Depuis le début de la crise sanitaire, les services de sécurité découvrent, chaque jour, des dépôts où sont stockées d’importantes quantités de produits alimentaires de première nécessité. Souvent, les services de l’Etat découvrent que ces hangars appartiennent à de «vrais» grossistes qui travaillent souvent sans aucun document officiel. Ce sont souvent ces commerçants de gros qui occupent des quartiers entiers des grandes villes. C’est le cas à Semmar, à Alger ou Aïn M’lila à Oum-El-Bouaghi ou encore Tadjenanent à Mila. 

Pour mettre fin à cette situation, le gouvernement propose une solution provisoire à ces commerçants. Ainsi, le ministère du Commerce propose l’obtention d’une «licence provisoire» leur permettant d’exercer leurs activités sans être soumis aux procédures de contrôle et de saisie de leurs stocks et dépôts «non encore déclarés». Kamel Rezig a précisé, dans ce sens, que plusieurs commerçants «intègres» qui n’avaient pas finalisé les procédures légales de déclaration de leurs dépôts supplémentaires, ont subi les mesures de contrôle, voire de saisie par les agents de commerce et les services de la Gendarmerie nationale. Pour le ministre, «ces saisies sont intervenues dans le cadre d’une opération d’envergure lancée par le secteur du commerce et les services de sécurité pour lutter contre la spéculation, la fraude et le monopole, par «des pseudo-commerçants», et qui a donné lieu à la constatation de beaucoup de contraventions.
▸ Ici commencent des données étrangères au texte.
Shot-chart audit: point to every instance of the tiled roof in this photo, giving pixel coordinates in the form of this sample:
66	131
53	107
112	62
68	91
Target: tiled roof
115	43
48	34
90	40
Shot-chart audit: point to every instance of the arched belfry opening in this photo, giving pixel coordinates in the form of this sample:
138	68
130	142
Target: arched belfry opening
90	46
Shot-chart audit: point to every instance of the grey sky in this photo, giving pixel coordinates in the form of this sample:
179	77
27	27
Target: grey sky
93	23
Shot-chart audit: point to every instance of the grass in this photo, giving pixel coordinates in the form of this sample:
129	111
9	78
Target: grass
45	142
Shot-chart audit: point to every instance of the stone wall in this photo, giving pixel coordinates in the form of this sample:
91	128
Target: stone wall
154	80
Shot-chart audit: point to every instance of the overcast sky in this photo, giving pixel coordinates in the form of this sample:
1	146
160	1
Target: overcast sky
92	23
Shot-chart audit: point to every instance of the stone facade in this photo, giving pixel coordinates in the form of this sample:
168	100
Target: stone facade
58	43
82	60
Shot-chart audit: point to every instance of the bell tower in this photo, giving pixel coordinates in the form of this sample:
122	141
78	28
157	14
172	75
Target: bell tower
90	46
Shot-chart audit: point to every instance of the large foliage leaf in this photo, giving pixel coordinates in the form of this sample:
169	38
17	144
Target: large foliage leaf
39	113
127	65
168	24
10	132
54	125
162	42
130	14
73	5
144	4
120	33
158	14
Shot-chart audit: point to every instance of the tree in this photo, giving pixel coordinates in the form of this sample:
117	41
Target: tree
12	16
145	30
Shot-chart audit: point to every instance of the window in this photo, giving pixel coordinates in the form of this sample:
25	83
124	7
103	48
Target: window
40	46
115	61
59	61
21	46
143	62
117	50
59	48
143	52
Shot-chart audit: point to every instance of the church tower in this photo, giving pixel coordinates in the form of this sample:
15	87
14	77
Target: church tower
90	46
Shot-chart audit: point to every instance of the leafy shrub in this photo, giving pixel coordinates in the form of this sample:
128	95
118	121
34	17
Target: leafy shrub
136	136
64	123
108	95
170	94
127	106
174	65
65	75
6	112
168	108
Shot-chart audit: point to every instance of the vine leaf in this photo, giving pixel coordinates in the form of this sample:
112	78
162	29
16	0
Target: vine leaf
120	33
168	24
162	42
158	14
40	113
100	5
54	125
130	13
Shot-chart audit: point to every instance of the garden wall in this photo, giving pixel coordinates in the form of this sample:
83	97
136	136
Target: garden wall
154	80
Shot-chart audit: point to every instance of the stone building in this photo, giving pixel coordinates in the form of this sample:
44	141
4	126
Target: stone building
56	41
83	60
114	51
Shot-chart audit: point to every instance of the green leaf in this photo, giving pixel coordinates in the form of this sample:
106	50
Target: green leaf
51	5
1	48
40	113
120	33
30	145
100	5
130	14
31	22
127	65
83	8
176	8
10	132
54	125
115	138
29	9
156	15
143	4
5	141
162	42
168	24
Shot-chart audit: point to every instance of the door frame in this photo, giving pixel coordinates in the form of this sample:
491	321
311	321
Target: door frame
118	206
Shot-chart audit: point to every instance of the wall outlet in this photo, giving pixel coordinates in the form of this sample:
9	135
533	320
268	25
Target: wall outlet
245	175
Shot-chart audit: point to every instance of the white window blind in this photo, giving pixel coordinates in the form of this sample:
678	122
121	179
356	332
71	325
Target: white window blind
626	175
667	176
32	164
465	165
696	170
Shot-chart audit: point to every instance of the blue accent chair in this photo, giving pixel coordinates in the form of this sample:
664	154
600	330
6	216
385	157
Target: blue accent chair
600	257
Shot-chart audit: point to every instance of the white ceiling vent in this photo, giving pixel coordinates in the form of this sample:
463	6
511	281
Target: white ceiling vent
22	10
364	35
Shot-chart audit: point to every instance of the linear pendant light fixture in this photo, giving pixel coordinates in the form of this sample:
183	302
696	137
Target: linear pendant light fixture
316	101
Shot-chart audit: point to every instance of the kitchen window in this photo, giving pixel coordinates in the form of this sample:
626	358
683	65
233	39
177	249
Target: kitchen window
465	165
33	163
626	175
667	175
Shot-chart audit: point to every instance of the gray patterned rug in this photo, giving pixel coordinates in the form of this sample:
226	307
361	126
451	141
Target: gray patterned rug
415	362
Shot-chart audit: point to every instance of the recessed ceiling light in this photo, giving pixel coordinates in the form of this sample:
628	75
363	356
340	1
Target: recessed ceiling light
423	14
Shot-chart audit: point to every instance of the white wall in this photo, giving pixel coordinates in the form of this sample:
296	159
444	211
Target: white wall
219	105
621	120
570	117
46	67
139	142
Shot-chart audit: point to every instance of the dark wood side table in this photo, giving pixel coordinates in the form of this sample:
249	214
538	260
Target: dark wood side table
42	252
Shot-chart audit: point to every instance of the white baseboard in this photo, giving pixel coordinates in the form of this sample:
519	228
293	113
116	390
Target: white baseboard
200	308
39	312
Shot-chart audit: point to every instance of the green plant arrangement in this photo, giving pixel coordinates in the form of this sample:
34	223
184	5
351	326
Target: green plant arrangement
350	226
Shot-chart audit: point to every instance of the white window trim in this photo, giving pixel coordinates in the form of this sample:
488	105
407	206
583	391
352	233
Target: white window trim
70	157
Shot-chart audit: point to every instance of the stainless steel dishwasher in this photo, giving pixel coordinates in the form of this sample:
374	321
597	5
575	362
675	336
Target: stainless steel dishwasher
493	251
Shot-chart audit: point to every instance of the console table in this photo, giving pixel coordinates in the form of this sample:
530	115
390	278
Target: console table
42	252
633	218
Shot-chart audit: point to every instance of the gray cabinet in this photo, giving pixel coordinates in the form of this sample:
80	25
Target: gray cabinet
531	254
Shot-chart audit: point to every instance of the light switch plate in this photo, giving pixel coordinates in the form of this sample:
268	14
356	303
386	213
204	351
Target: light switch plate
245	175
Pour Kamel Rezig, ceux qui stockent des produits alimentaires ne sont pas tous des commerçants malhonnêtes. «Il existe parmi ces contrevenants des commerçants honnêtes qui possèdent des dépôts et des locaux qu’ils n’avaient malheureusement pas déclarés», a admis le responsable qui a rappelé que la «procédure légale exige du commerçant de gros la fourniture des copies de l’acte de location ou de propriété et du document attestant la qualité de commerçant, délivré par un huissier de justice et des documents de contrôle fournis par l’administration du commerce».

Cela n’empêche, le ministre persiste et signe : les actions opérées par les services du secteur en collaboration avec les services de sécurité, « sont 100% légales, en ce sens que les grossistes n’avaient pas protégé leurs activités à travers la déclaration, d’où la difficulté de faire la distinction entre spéculateurs et commerçants honnêtes». 

C’est pour éviter des désagréments aux commerçants «honnêtes» que les autorités ont proposé la «licence provisoire». Une manière de tenter de ramener les commerçants dans les circuits légaux. Surtout que, selon les statistiques officielles, le secteur informel représente, au moins 50% de l’activité économique nationale. Toutes les tentatives effectuées par les autorités pour mettre fin à cette situation ont échoué. Les commerçants activant dans l’informel ont souvent de l’influence et emploient des dizaines de milliers de personnes. Dans l’informel.